Cook disputes idea market is hardening

CONTRARY to what some commentators are saying, the insurance industry is not at the beginning of a hard market, Phil Cook said at the Insurance Institute’s annual trends and predictions held recently in Toronto.

The CEO of Omega Insurance Holdings said that while there are some market indicators that point to the beginning of a hard market, other hard market attributes are missing, such as shortage of capital and consecutive years of negative financial results.

“All hard markets in the past have been categorized by shortage of capital, but there is still a lot of capital and still a lot of capacity,” Mr. Cook said.

“And (hard markets) usually follow two or three years of negative results.

“Even though we’ve had one year out of three that had negative results, it was only negative by a small amount.”

He said another current trend incongruent with the start of a hard market is the number of additions to the
insurance market.

“There are new entrants to the Canadian market and more importantly there is a lot of new capital going into the (insurance-linked securities) market and there is significant opportunity there,” Mr. Cook said.

While there have been isolated premium corrections in some niche markets, such as in aviation, premiums in the regular p&c market have not been affected, he said.

“I would categorize the changes that we are seeing as corrections but ones that do not herald the beginning of a hard market.”

He said one of the top insurance industry trends of 2019 is the opportunity for ventures between insurers and so-called ‘industry disruptors.’ But he said insurers need to keep a close eye on “accidental disruptors” that present a threat to incumbent insurers.

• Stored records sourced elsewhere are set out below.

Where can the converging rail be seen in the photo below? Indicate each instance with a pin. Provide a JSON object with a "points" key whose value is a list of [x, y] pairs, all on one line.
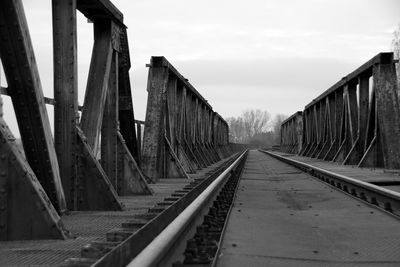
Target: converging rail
{"points": [[81, 198], [378, 196]]}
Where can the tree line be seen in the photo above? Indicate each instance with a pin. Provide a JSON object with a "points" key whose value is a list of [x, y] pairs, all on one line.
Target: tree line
{"points": [[255, 127]]}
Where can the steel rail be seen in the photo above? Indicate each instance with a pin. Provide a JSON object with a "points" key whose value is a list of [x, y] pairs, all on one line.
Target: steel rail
{"points": [[386, 199], [158, 248]]}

“Last year (the industry) recognized there were significant organizations that were disrupting mainly our distribution networks but also our underwriting,” Mr. Cook said.

“I think it’s important that we think in terms of intentional disruptors versus accidental disruptors.”

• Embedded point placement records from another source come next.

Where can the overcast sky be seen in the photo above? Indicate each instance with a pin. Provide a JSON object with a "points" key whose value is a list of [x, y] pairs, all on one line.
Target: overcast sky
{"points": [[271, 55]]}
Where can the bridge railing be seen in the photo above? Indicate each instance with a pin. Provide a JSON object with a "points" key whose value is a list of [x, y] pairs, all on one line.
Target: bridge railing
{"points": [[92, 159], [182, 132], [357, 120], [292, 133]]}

He said it’s heartening to see that insurers are looking at ventures with disruptors to improve internal capabilities but insurers need to look beyond what customers want and try to figure out what they need.

“If we look at what product the consumer wants without asking, ‘Why do they want it?’ we are missing the boat,” Mr. Cook said.

“Why do people want our policies? They don’t get up in the morning thinking about (insurance).”

He said the “accidental disruptor” could figure that out before insurers if the industry doesn’t ask the right questions.

“We can all see the real disruptors out there that are finding ways to deliver our product or are underwriting the product directly to the consumer,” Mr. Cook said.

“But we have to look for the accidental disruptors.”

He said it’s helpful to think in terms of why consumers buy homeowner and auto insurance policies.

“They are told to (buy home insurance) by the lending institutions and auto policies are bought because the law requires it.

“Think about the accidental disruption if we go to autonomous cars or if the banks decide to include a value proposition within the mortgage that doesn’t require you to buy home insurance.”

Such trends need to be monitored closely, he said. “We can stop the real disruptors but the accidental ones could change our industry significantly.”